De slag om Stalingrad (1942-1943) was één van de bloedigste veldslagen van de Tweede Wereldoorlog. Er vielen in totaal 2.000.000 doden, in beide kampen. De slag begon in juli 1942 en duurde 200 dagen en nachten. De confrontatie was verschrikkelijk, met vreselijke Duitse bombardementen en met nadien fanatieke straatgevechten van man tot man en Sovjet- vrouwen. Op 2 februari capituleerde de Duitse opperbevelhebber, Maarschalk Friedrich Paulus, omsingeld en uitgeput. Er werden 130.000 Duitse krijgsgevangenen gemaakt waarvan er 6.000 terugkeerden naar Duitsland. (foto links kolonne Duitse krijgsgevangenen).
Op bevel van de Sovjet- overheden werd de stad volledig heropgebouwd, en in 1961 veranderde de naam Stalingrad in Volgograd, acht jaar na het overlijden van Stalin.
President Vladimir Poetin was aanwezig in Volgograd op de viering van de 75e verjaardag van de overwinning in Stalingrad. In zijn toespraak beklemtoonde hij dat het “hier in Stalingrad was dat het Russische volk zijn onverzettelijkheid toonde, het is hier dat de weg geopend werd naar de definitieve overwinning en de nederlaag van de vijand.
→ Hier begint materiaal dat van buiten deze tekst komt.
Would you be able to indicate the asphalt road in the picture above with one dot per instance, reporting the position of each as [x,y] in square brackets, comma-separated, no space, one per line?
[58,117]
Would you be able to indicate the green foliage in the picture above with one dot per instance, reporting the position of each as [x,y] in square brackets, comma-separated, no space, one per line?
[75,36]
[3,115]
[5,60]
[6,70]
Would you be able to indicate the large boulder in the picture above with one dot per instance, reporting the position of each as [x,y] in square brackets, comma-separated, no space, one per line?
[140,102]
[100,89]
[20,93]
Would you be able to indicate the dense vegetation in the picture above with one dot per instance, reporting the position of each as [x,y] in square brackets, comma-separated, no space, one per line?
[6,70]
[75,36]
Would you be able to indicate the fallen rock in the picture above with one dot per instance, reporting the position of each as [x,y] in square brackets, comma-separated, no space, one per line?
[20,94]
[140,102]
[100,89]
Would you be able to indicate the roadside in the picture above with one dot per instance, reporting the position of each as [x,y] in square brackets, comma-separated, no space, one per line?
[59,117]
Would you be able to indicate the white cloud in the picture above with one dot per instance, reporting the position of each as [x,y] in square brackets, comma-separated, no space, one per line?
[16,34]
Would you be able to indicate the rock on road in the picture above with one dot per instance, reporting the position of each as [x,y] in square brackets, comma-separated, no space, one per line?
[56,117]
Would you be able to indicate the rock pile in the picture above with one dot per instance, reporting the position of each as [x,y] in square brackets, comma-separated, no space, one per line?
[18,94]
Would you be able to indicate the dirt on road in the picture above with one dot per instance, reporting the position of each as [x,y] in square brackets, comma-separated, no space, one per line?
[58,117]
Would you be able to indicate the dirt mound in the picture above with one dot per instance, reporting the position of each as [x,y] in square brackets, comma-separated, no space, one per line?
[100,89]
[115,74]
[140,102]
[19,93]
De verdedigers van Stalingrad laten ons een grote erfenis achter: de liefde voor het vaderland, de wil om zijn belangen en onafhankelijkheid te verdedigen en de capaciteit om sterk te zijn als we geconfronteerd worden met de ergste beproevingen”. De president legde ook bloemen neer op de Mamayev Kurgan, de strategische heuvel die het toneel was van vreselijke gevechten tussen de Sovjet- troepen en de nazi’s.